Background on Booker’s leadership on issues of marijuana and criminal justice:
Booker has seen the effects of our broken marijuana laws first-hand, dating back to his time as a tenant lawyer, City Council member, and Mayor of Newark, where he created the city’s first office of prisoner re-entry to help formerly incarcerated individuals re-integrate into their communities. He is the author of the landmark Marijuana Justice Act, which would end the federal prohibition on marijuana, automatically expunge the records of those convicted of federal marijuana use and possession crimes, and reinvest resources into the communities most impacted by the failed War on Drugs through a community fund. Since introducing the bill in 2017, Booker has garnered support from Senators Ron Wyden (D-OR), Kirsten Gillibrand (D-NY), Bernie Sanders (I-VT), Kamala Harris (D-CA), Jeff Merkley (D-OR), Elizabeth Warren (D-MA), Michael Bennet (D-CO), and Ed Markey (D-MA).

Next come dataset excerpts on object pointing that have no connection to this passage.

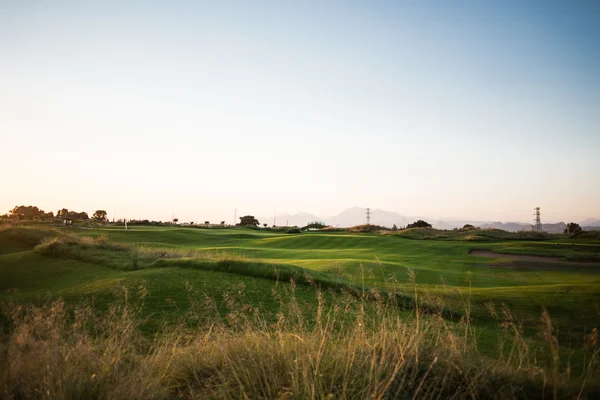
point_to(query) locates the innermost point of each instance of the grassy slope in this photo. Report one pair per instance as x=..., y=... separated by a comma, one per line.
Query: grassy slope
x=570, y=295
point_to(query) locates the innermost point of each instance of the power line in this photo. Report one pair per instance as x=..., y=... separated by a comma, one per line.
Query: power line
x=537, y=220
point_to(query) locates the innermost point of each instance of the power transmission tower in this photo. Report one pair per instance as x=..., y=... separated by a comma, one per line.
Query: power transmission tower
x=537, y=220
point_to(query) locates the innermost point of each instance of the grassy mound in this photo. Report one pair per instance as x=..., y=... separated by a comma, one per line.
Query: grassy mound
x=345, y=347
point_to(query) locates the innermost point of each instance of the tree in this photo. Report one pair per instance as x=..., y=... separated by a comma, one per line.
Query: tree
x=248, y=220
x=572, y=227
x=419, y=224
x=99, y=215
x=26, y=212
x=62, y=213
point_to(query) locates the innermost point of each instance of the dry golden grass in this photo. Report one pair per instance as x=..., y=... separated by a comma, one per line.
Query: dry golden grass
x=344, y=347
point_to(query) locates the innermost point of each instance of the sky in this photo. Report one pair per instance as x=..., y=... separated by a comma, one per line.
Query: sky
x=465, y=109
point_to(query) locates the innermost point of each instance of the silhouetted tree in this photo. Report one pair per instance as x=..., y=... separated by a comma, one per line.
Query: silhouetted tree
x=248, y=220
x=572, y=227
x=419, y=224
x=26, y=212
x=99, y=215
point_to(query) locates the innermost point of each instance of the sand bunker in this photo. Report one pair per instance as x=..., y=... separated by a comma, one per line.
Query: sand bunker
x=531, y=261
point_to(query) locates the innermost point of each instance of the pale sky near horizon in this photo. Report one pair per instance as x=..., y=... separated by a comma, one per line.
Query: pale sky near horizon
x=473, y=110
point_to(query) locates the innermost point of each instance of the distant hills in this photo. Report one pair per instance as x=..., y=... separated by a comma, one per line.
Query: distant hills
x=356, y=216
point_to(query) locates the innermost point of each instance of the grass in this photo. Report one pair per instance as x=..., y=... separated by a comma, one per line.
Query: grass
x=232, y=287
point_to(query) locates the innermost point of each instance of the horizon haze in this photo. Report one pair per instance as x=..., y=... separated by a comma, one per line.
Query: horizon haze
x=190, y=109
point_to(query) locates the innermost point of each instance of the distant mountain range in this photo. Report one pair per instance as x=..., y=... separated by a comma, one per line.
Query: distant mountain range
x=356, y=216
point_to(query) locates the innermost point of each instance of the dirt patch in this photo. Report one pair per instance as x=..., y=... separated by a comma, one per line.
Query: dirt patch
x=527, y=261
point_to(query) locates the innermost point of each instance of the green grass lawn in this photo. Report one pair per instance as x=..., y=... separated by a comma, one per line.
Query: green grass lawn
x=195, y=277
x=444, y=271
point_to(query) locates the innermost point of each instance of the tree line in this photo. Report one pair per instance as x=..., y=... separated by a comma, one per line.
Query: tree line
x=34, y=213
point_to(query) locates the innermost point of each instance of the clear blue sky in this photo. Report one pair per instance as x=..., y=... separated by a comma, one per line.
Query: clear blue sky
x=472, y=109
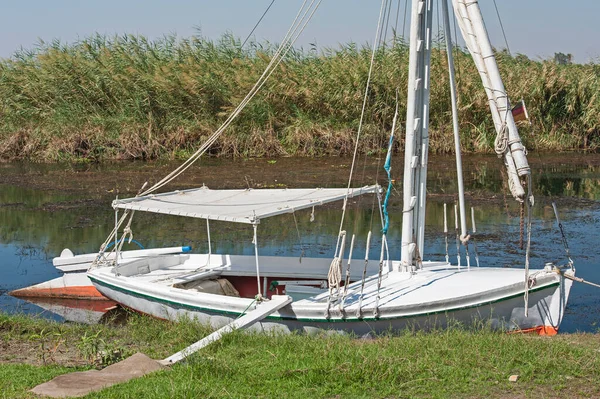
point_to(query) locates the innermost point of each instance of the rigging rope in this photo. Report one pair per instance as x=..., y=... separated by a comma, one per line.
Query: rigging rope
x=304, y=15
x=259, y=21
x=502, y=27
x=300, y=22
x=388, y=169
x=362, y=115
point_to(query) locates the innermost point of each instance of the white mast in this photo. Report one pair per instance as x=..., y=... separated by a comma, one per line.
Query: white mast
x=472, y=27
x=417, y=135
x=459, y=175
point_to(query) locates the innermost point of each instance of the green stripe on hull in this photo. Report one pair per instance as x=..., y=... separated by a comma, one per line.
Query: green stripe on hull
x=337, y=320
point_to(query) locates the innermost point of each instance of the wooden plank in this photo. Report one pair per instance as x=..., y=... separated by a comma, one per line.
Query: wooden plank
x=262, y=310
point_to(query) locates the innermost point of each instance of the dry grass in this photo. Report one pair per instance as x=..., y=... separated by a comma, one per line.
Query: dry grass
x=126, y=97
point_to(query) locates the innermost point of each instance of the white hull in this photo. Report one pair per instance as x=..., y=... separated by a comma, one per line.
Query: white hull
x=433, y=297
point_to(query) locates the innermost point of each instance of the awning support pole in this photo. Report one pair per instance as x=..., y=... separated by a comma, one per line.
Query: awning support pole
x=209, y=247
x=255, y=241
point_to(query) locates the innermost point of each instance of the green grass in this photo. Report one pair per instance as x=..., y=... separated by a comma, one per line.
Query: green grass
x=453, y=363
x=127, y=97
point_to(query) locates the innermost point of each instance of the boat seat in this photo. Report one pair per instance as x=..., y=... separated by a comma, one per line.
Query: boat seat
x=148, y=264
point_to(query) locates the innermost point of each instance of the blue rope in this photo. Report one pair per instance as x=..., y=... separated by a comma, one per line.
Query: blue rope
x=388, y=169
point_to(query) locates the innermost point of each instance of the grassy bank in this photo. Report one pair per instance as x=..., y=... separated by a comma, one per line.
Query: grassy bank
x=131, y=98
x=454, y=363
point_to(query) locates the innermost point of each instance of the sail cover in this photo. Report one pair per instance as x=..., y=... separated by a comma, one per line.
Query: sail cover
x=239, y=206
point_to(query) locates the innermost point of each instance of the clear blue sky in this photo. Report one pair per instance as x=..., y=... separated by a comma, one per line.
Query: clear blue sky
x=537, y=28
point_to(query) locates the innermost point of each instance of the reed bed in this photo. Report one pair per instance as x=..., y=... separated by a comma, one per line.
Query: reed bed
x=127, y=97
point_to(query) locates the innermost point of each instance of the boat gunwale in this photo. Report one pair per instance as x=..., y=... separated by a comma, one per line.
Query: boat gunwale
x=334, y=319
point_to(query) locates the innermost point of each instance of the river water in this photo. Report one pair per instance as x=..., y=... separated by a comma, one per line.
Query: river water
x=45, y=208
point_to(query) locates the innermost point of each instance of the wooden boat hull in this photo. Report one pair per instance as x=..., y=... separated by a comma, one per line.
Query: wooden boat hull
x=74, y=285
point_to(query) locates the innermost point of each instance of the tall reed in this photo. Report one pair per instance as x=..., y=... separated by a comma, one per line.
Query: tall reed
x=127, y=97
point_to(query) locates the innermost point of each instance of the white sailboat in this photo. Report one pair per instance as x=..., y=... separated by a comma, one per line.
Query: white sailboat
x=386, y=294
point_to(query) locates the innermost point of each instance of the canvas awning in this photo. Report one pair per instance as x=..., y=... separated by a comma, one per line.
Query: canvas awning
x=239, y=206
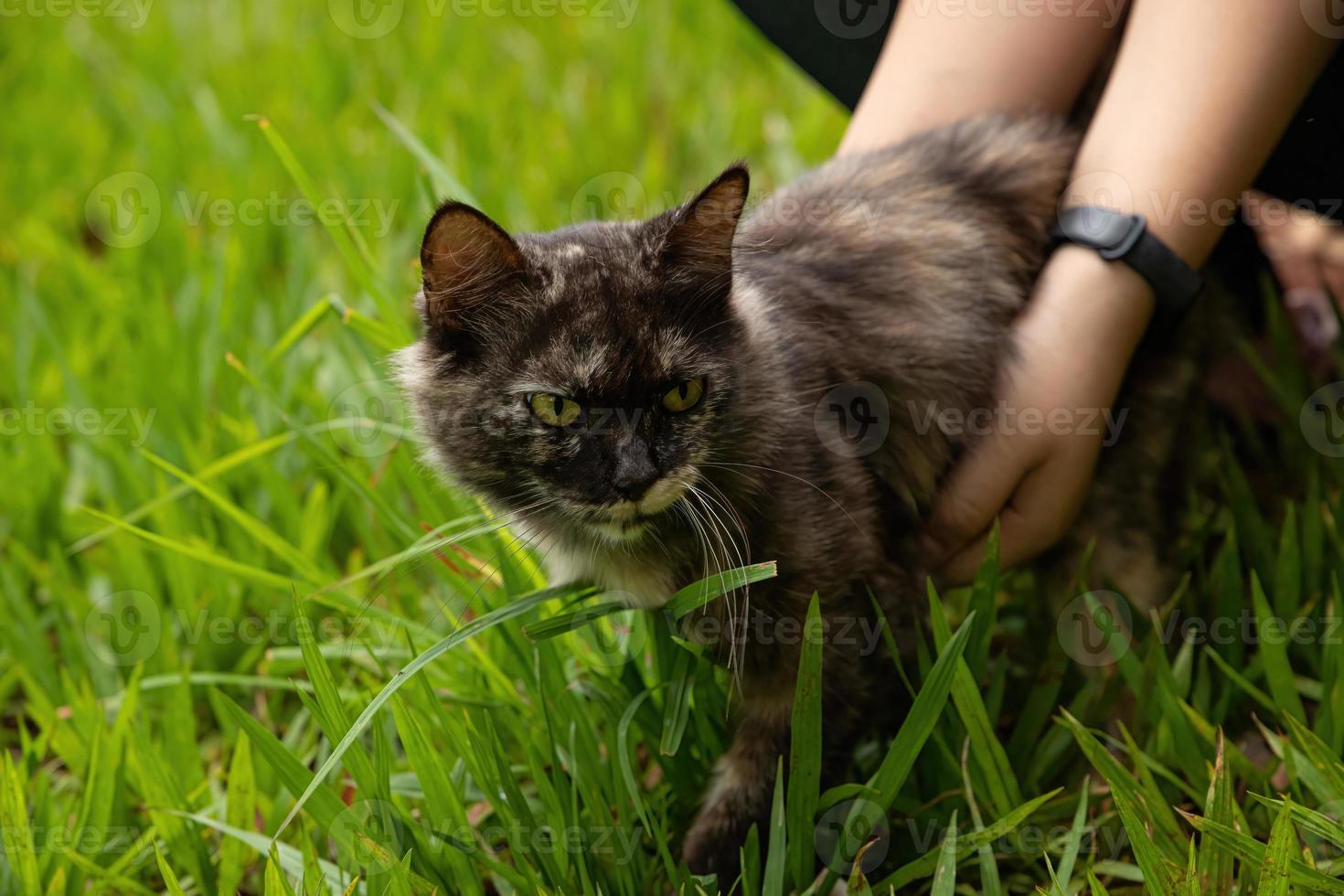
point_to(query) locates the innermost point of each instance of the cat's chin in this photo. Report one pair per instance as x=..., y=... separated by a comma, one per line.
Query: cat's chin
x=620, y=531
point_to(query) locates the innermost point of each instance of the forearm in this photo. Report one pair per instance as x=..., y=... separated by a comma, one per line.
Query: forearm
x=1200, y=94
x=949, y=59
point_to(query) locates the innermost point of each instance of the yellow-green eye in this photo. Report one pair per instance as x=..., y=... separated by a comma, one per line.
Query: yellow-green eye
x=684, y=395
x=554, y=410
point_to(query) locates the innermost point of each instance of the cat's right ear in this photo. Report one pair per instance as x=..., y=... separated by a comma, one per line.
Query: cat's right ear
x=465, y=261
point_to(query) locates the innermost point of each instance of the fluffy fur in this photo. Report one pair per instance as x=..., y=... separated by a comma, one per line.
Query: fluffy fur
x=901, y=269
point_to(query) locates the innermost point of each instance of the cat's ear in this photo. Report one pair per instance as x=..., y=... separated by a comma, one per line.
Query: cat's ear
x=465, y=260
x=700, y=232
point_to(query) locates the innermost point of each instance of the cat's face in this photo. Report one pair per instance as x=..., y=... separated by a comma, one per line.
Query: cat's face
x=581, y=377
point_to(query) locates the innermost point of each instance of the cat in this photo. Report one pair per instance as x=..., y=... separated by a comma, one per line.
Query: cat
x=655, y=400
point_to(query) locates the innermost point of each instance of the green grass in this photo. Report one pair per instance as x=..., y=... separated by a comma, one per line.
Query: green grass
x=212, y=563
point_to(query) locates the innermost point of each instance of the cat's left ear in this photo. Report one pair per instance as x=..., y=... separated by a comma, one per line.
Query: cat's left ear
x=700, y=232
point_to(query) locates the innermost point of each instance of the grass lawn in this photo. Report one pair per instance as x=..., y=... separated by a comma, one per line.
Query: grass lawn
x=218, y=547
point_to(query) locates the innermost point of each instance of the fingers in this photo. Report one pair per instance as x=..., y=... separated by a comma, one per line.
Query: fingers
x=1038, y=515
x=976, y=491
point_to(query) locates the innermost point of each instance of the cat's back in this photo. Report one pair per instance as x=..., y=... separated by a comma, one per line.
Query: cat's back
x=955, y=208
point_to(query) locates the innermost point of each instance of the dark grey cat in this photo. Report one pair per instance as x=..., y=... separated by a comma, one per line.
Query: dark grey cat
x=656, y=400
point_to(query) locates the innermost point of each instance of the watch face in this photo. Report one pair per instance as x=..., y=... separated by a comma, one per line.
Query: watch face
x=1110, y=232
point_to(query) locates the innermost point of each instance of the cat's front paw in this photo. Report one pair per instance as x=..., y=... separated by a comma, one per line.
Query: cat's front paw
x=709, y=849
x=714, y=842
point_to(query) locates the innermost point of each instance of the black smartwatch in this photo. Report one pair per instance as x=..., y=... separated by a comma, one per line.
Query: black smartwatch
x=1125, y=238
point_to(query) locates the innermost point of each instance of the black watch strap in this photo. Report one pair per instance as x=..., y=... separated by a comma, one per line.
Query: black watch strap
x=1118, y=237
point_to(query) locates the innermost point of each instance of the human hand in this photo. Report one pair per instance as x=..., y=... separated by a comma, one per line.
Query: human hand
x=1074, y=341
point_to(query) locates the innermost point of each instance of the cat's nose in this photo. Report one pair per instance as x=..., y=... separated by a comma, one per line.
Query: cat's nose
x=635, y=473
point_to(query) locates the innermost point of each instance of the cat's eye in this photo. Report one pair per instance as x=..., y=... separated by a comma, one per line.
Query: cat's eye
x=684, y=395
x=554, y=410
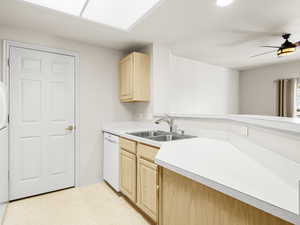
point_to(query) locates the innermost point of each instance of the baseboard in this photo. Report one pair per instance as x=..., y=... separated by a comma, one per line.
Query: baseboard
x=2, y=212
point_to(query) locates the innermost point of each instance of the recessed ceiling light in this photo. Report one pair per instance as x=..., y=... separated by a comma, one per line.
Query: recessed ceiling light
x=117, y=13
x=72, y=7
x=223, y=3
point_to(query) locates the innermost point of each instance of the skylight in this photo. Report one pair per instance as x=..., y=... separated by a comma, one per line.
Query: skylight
x=72, y=7
x=121, y=14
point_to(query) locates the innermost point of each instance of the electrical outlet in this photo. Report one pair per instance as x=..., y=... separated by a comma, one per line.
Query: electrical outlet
x=244, y=131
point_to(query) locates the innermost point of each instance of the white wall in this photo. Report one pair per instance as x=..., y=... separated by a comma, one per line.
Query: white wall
x=185, y=86
x=200, y=88
x=258, y=87
x=99, y=101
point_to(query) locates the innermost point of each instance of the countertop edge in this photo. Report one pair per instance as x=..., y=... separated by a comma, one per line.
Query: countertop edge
x=262, y=205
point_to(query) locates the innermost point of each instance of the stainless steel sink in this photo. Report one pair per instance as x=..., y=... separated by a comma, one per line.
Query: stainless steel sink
x=161, y=136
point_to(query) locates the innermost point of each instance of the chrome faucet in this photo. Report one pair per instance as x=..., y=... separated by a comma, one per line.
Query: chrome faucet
x=169, y=120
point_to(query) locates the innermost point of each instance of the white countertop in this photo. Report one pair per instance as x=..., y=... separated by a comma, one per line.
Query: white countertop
x=123, y=128
x=266, y=181
x=273, y=122
x=221, y=166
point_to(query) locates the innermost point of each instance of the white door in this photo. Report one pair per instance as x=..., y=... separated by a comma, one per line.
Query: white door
x=42, y=150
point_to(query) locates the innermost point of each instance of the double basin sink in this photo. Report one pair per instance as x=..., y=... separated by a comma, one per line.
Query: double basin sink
x=161, y=136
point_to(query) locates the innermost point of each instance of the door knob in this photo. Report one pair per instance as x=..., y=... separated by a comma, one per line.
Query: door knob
x=70, y=128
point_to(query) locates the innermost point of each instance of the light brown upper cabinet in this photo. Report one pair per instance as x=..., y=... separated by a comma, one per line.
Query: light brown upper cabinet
x=128, y=168
x=135, y=78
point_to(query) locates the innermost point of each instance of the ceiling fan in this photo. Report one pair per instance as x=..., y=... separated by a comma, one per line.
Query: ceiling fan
x=287, y=48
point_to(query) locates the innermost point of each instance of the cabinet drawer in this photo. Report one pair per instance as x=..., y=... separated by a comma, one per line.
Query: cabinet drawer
x=128, y=145
x=147, y=152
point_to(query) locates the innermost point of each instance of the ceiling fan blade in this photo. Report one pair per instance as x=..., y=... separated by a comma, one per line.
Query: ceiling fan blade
x=270, y=46
x=265, y=53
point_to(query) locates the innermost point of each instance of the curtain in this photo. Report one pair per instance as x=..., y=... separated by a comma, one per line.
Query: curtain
x=287, y=97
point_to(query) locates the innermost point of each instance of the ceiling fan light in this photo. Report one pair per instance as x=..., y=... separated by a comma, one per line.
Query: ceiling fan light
x=286, y=51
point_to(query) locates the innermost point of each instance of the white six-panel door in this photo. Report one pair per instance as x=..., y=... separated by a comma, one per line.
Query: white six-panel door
x=42, y=150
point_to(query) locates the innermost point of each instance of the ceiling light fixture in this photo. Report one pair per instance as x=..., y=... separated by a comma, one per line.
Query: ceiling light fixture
x=223, y=3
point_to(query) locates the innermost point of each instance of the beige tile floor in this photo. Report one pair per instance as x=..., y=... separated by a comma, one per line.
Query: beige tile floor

In the Senate, Booker was an outspoken critic of former Attorney General Jeff Sessions’ effort to revive the failed War on Drugs. More recently, he pressed Attorney General William Barr on his stance on marijuana legalization and the rescission of the Cole memo, winning a commitment from Barr to leave states alone that have legalized marijuana.
In addition to the Marijuana Justice Act, Booker is the co-author of the bipartisan CARERS Act, which would allow patients to access medical marijuana in states where it’s legal without fear of federal prosecution, and the bipartisan REDEEM Act, which would allow nonviolent drug offenders to petition a court to seal and expunge their drug offenses, while automatically sealing, and in some cases expunging, the nonviolent records of juveniles. These reforms would reduce a major barrier that formerly incarcerated individuals face when attempting to rejoin society. He is also a cosponsor of the Fair Chance Act, which prohibits the federal government and federal contractors from asking about the criminal history of a job applicant prior to a conditional offer of employment. Earlier this year, the Fair Chance Act passed out of the Senate Homeland Security and Governmental Affairs Committee and the House Oversight and Government and Reform Committee. In June, Booker introduced legislation to remove marijuana from list of deportable offenses.